4. Aux termes de l'article L. 551-16 du code de l'entrée et du séjour des étrangers et du droit d'asile : " Il est mis fin, partiellement ou totalement, aux conditions matérielles d'accueil dont bénéficie le demandeur, dans le respect de l'article 20 de la directive 2013/33/ UE du Parlement européen et du Conseil du 26 juin 2013 établissant des normes pour l'accueil des personnes demandant la protection internationale, dans les cas suivants : () 3° Il ne respecte pas les exigences des autorités chargées de l'asile, notamment en se rendant aux entretiens, en se présentant aux autorités et en fournissant les informations utiles afin de faciliter l'instruction des demandes () La décision mettant fin aux conditions matérielles d'accueil prise en application du présent article est écrite et motivée. Elle prend en compte la vulnérabilité du demandeur. Elle est prise après que l'intéressé a été mis en mesure de présenter ses observations écrites selon des modalités définies par décret () ". Aux termes de l'article D. 551-18 de ce code : " La décision mettant fin aux conditions matérielles d'accueil prise en application de l'article L. 551-16 est écrite, motivée et prise après que le demandeur a été mis en mesure de présenter à l'Office français de l'immigration et de l'intégration ses observations écrites dans un délai de quinze jours. Elle prend en compte la situation particulière et la vulnérabilité de la personne concernée. Dans les cas prévus aux 1° à 3° de l'article L. 551-16, elle ne peut être prise que dans des cas exceptionnels. Cette décision prend effet à compter de sa signature ".

5. En premier lieu, la décision attaquée a été signée par M. A C, directeur territorial à Paris, qui disposait d'une délégation de signature à cet effet, consentie par une décision du directeur général de l'OFII du 3 février 2025. Par suite, le moyen tiré de l'incompétence du signataire de la décision attaquée doit être écarté.

6. En deuxième lieu, la décision attaquée vise les articles L. 551-16 et D. 551-18 précités du code de l'entrée et du séjour des étrangers et du droit d'asile. Elle précise en outre que l'OFII a décidé de mettre totalement fin aux conditions matérielles d'accueil acceptées par M. E le 28 avril 2025 au motif qu'il n'avait pas respecté les exigences des autorités chargées de l'asile en dissimulant le fait qu'il avait déjà obtenu la protection internationale. Cette décision, qui comporte les considérations de droit et de fait qui en constituent le fondement, est suffisamment motivée, quand bien même le pays qui a accordé la protection internationale en cause, dont il est établi qu'il avait, en tout état de cause, été préalablement porté à la connaissance de l'intéressé, n'est pas précisé en raison d'une erreur matérielle.

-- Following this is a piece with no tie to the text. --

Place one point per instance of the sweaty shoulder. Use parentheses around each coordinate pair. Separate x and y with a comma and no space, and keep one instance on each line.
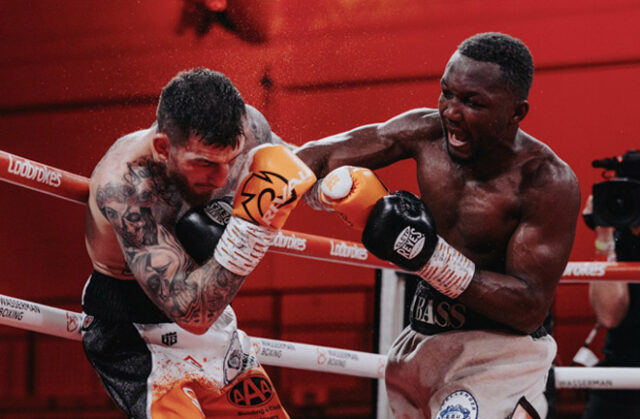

7. En troisième lieu, il ressort des pièces du dossier que M. E a été informé de l'intention de l'OFII de mettre fin à ses conditions matérielles d'accueil, par une lettre du 28 avril 2025 qui lui a été remise en mains propres à cette date. Cette lettre lui précisait le motif de la mesure envisagée, en l'occurrence le fait qu'il s'était abstenu de fournir les informations utiles à l'instruction de sa demande avec la précision " protection internationale en Grèce ", et l'invitait à présenter ses observations. Par suite, le requérant, qui n'a pas présenté d'observations en dépit de cette information, n'est pas fondé à soutenir que la procédure contradictoire a été méconnue.

8. En quatrième lieu, il ressort des pièces du dossier que l'OFII a procédé à l'examen de la situation personnelle de M. E, y compris au regard de sa vulnérabilité. Ce moyen doit, par suite, être écarté.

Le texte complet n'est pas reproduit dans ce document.